私が自分用にオーダーしたジャケットをご紹介させていただきます。私は毎シーズン膨大な数の服地を生地メーカーさんからご提案いただきます。その中から自分好みの生地を見つけるために実際に生地に触れながら質感や肌触りを確認し、仕立て上がりを想像しながら生地を選んでいます。今回私は春夏用に淡い発色のサックスブルーのジャケットを作りたいと考えていました。頭の中にある漠然としたイメージを多くの生地に触れながら少しずつ具体的にしていく過程はオーダーならではで、ワクワクしながら生地を選びました。生地選びから仕上がりのご紹介まで、私がどんなことを考えてオーダーしたのかをお話しさせていただきます。
PIACENZA ARASHAN BREEZE(ピアチェンツァ アラシャンブリーズ)
今回のジャケットは素材の発色が鍵になると考えていました。と云うのも、メンズのカラージャケットは素材の善し悪しで発色が大きく異なるからです。私がイメージしていたのは淡く上品な発色のサックスブルーで、それを表現できるのはカシミヤだと思っていました。そんな時にタイミングよくメーカーさんからピアチェンツァの春夏の新作生地のご案内をいただきました。その中から私が選んだ生地は、アラシャンカシミヤ&シルク&リネンのサックスブルーのグレンチェックです。
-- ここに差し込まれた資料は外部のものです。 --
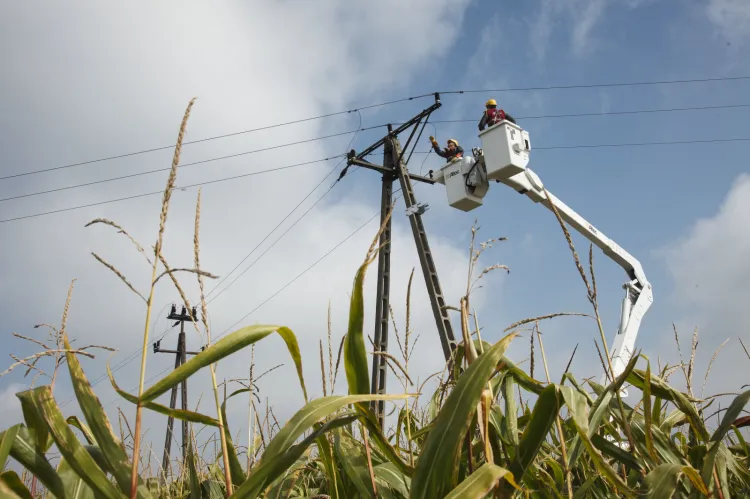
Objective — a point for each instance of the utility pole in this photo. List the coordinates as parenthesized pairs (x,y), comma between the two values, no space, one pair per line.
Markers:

発色といい遠目には無地に見える控えめなチェックといい私のイメージにドンピシャです!
アラシャンカシミヤとは
中国の内モンゴル西部アラシャン地区という特定地域に生息するカシミヤ山羊の毛。 夏は40度以上、冬はマイナス30度になる厳しい環境で、冬の寒さを凌ぐための産毛がアラシャンカシミヤとして産出されます。カシミヤの中で一番繊維が細くて長く、別格のクオリティを誇り、毎年最高価格で取引されるカシミヤの中で最高品質のカシミヤです。純白の原毛は色の染まりがキレイで他のカシミヤやウールでは表現できない発色の美しさがあります。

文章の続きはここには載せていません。